Public comments are crucial for citizen input on government rules, providing direct influence, transparency, and data for agencies to understand public concerns, needs, and potential impacts before laws are finalised, while also serving researchers as rich data for analysing public opinion and participation. For a church, it is also a good asset to come to know what people want and if they agree with how the matters are going. They help spot unintended consequences, foster deliberation, and ensure more inclusive policymaking.
For a church community, it is very important to keep the members alive, that enough work is done to communicate frequently and not just without the members making decisions beyond the heads of the believing congregation.
Real-world experiences, research, and community impacts have to be provided. A forum makes it possible for the local members of the ecclesia to advocate for action, but also to register complaints, if necessary, or learn how to get more involved in local aid of the community.
What strikes us when forums are held about the church, that many people have wrong ideas about certain denominations. Unknown is unloved.

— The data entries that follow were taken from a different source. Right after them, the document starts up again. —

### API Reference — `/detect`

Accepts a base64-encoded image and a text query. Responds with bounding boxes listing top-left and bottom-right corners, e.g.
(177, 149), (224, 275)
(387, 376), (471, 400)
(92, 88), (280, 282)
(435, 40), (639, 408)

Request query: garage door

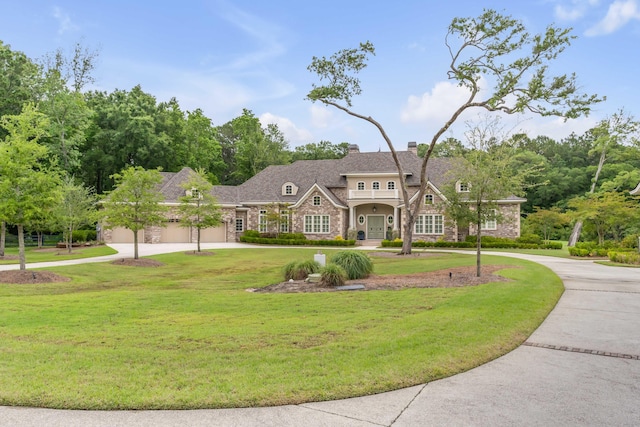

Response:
(200, 224), (227, 243)
(111, 227), (144, 243)
(160, 222), (191, 243)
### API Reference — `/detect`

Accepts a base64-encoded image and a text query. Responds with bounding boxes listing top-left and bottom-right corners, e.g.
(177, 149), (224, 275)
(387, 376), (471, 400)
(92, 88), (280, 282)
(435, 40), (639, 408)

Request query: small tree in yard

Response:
(56, 177), (97, 253)
(307, 10), (601, 254)
(0, 105), (59, 270)
(178, 170), (222, 252)
(102, 166), (167, 259)
(443, 120), (538, 277)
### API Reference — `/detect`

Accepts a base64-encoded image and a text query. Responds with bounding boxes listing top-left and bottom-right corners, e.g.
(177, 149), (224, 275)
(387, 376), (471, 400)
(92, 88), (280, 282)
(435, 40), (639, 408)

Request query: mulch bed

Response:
(0, 270), (71, 285)
(248, 264), (514, 293)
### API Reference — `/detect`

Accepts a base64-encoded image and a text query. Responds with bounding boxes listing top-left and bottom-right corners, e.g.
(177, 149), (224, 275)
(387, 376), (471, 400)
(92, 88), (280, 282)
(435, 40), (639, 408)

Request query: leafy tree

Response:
(291, 141), (349, 162)
(102, 166), (167, 259)
(569, 111), (640, 246)
(526, 207), (570, 242)
(0, 105), (59, 270)
(442, 119), (538, 277)
(307, 10), (601, 254)
(56, 176), (97, 253)
(178, 169), (222, 252)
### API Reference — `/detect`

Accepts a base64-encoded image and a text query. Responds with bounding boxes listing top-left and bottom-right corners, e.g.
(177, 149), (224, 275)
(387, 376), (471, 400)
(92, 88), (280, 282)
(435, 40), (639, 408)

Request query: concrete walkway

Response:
(0, 244), (640, 427)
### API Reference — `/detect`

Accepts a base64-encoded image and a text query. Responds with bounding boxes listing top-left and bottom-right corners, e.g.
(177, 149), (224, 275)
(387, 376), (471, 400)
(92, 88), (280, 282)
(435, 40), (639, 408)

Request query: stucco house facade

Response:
(102, 142), (525, 243)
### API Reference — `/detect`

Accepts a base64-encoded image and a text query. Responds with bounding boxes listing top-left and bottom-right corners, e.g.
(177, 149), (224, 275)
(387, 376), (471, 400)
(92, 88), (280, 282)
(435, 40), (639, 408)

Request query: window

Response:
(414, 215), (444, 234)
(280, 210), (289, 233)
(480, 209), (498, 230)
(258, 210), (267, 233)
(304, 215), (329, 234)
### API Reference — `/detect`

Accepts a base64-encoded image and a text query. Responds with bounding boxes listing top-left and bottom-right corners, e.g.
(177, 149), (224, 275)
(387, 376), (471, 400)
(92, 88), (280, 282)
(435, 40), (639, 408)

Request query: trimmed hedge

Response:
(382, 237), (562, 249)
(240, 236), (356, 246)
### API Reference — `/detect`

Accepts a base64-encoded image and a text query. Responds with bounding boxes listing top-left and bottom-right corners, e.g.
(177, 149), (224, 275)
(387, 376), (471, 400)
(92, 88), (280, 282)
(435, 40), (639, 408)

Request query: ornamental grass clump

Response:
(320, 264), (347, 287)
(331, 251), (373, 280)
(284, 260), (321, 280)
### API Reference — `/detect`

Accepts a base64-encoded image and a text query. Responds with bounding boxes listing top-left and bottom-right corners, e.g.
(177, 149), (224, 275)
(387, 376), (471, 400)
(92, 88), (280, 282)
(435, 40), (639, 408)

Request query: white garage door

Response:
(111, 227), (144, 243)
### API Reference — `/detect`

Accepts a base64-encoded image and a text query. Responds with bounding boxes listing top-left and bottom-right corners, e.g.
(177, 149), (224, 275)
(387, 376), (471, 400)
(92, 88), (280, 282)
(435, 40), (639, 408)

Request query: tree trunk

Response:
(133, 230), (138, 259)
(0, 221), (7, 257)
(568, 220), (582, 246)
(18, 224), (27, 270)
(476, 206), (482, 277)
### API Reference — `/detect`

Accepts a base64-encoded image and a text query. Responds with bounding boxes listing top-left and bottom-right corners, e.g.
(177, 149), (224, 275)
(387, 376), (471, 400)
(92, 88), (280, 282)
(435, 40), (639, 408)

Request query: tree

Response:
(307, 10), (601, 254)
(527, 207), (569, 242)
(0, 105), (59, 270)
(569, 110), (640, 246)
(56, 176), (97, 253)
(178, 169), (222, 252)
(442, 119), (538, 277)
(102, 166), (167, 259)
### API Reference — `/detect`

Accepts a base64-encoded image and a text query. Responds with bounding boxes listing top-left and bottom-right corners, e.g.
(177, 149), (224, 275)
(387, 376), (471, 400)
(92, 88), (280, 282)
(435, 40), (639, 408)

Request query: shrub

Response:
(320, 264), (347, 286)
(331, 251), (373, 280)
(284, 260), (320, 280)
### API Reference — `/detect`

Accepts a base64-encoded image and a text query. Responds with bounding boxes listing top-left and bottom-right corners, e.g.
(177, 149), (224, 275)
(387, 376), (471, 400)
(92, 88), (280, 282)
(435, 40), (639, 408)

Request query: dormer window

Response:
(282, 182), (298, 196)
(458, 181), (469, 193)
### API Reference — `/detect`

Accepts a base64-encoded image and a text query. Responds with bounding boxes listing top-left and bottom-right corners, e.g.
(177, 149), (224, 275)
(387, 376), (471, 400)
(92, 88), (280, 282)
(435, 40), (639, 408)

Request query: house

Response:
(103, 142), (525, 243)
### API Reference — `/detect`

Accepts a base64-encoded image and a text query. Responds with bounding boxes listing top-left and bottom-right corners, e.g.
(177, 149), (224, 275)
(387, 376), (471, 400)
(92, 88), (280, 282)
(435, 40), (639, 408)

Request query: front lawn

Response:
(0, 248), (563, 409)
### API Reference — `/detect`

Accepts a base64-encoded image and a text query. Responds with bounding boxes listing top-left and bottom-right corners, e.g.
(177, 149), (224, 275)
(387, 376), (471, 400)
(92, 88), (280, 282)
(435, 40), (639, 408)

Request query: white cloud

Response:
(53, 7), (80, 35)
(400, 82), (478, 123)
(260, 113), (313, 146)
(585, 0), (640, 36)
(309, 104), (333, 129)
(554, 0), (599, 21)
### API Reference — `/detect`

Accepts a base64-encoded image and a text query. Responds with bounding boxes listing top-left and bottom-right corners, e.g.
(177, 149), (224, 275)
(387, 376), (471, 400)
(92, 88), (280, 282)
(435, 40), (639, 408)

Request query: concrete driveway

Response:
(0, 245), (640, 427)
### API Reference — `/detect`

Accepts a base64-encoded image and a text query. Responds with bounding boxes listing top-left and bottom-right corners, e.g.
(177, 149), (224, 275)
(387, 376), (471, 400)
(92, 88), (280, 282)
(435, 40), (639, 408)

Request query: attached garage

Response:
(160, 221), (191, 243)
(110, 227), (144, 243)
(200, 224), (227, 243)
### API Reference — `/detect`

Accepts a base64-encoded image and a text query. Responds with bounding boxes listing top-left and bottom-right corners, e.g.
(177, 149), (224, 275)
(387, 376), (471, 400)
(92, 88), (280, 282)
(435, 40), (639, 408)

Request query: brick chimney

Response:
(407, 141), (418, 156)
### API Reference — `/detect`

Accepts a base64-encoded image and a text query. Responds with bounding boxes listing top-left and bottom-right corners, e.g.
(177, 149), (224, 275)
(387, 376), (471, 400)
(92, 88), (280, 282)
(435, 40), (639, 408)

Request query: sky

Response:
(0, 0), (640, 151)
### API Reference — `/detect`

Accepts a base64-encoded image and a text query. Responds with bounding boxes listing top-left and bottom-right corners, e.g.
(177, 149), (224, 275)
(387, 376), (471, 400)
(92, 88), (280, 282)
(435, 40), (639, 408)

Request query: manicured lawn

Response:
(0, 245), (117, 264)
(0, 248), (563, 409)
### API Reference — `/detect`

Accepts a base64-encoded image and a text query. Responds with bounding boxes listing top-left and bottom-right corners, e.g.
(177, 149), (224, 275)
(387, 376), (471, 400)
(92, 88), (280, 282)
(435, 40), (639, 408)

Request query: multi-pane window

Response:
(304, 215), (329, 234)
(280, 210), (289, 233)
(414, 215), (444, 234)
(258, 210), (267, 233)
(480, 209), (498, 230)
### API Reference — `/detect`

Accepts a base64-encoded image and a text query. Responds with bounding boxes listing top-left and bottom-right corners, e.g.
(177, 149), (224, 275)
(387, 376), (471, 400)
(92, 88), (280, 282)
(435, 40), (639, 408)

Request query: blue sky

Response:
(0, 0), (640, 151)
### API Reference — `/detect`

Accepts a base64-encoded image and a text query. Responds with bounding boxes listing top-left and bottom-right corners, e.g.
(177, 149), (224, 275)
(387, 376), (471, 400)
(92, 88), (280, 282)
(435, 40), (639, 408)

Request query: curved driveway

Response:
(0, 244), (640, 427)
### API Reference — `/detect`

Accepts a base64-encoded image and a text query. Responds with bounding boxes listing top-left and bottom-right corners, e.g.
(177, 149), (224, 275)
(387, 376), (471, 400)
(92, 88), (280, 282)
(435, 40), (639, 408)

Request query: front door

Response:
(367, 215), (384, 239)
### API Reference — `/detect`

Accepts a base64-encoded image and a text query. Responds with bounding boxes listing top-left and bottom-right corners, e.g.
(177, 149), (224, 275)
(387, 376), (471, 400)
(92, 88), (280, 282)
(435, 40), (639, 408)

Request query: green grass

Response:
(0, 248), (563, 409)
(0, 245), (117, 265)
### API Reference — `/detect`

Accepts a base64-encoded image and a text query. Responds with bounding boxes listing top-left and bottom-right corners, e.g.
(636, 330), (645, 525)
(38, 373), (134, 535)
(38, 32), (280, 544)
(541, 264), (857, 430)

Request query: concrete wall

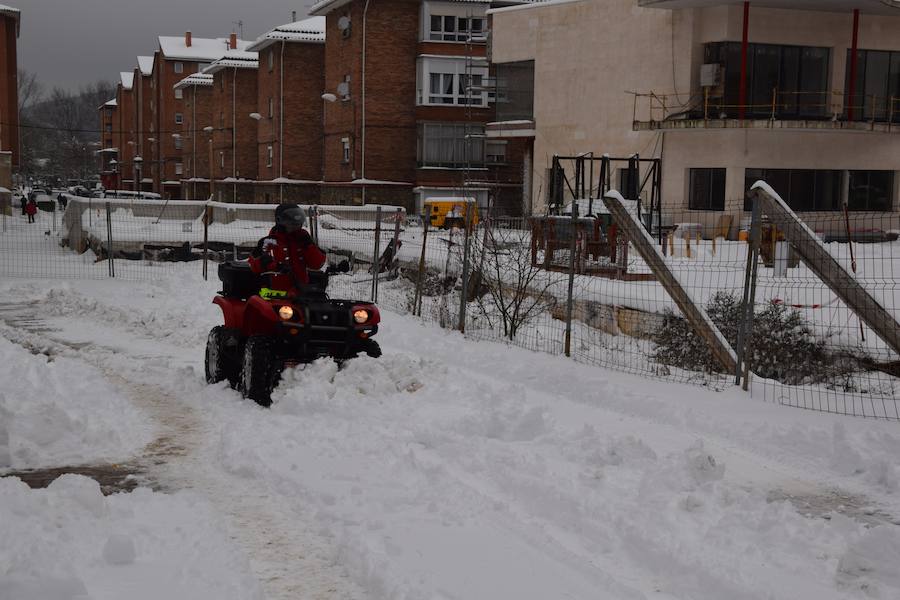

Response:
(492, 0), (900, 221)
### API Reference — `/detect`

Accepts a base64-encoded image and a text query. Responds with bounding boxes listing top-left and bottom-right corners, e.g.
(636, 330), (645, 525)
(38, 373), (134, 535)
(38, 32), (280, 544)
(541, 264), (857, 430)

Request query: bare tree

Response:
(465, 219), (563, 340)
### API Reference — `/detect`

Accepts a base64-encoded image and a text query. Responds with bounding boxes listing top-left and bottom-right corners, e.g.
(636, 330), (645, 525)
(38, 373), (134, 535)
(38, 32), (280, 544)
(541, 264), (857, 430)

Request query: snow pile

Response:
(0, 338), (151, 469)
(0, 475), (262, 600)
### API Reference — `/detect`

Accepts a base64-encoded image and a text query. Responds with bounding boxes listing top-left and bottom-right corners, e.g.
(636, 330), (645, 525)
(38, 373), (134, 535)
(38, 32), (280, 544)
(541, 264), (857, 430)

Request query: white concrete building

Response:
(488, 0), (900, 234)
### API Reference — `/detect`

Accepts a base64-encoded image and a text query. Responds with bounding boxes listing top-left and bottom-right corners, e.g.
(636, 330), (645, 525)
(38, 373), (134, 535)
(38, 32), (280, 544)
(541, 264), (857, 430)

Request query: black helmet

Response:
(275, 204), (306, 229)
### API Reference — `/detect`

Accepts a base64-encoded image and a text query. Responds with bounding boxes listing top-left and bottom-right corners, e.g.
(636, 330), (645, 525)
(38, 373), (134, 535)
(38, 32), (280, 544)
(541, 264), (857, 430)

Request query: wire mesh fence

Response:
(0, 190), (900, 419)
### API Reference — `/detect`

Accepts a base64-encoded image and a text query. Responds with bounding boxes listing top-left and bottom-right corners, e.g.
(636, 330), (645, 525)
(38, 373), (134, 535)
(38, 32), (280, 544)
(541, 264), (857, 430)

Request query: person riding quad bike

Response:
(206, 204), (381, 406)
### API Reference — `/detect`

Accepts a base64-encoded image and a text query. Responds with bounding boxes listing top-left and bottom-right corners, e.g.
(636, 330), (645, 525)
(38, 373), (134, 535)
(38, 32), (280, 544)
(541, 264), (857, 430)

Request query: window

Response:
(847, 171), (894, 212)
(484, 140), (506, 164)
(744, 169), (844, 212)
(688, 169), (725, 210)
(417, 58), (487, 106)
(418, 123), (484, 168)
(428, 15), (484, 42)
(705, 42), (831, 118)
(844, 50), (900, 122)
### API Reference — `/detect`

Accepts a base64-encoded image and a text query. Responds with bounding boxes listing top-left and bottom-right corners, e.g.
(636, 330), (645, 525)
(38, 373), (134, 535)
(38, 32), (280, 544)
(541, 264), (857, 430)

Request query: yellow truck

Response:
(425, 198), (478, 229)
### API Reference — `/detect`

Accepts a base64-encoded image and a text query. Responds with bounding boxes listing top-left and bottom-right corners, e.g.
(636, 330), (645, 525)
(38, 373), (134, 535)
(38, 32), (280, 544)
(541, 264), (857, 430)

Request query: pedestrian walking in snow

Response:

If we explain more about the history and development of the church during a forum, plus explain why there are certain churches that distance themselves from the larger standard churches, it becomes clearer to several people what those churches stand for and why.
In this way, a lot of opposition to certain churches can often be removed.
It is always very important that discussions and exchanges of views are held in a respectful manner. Only in this way can satisfactory progress be made.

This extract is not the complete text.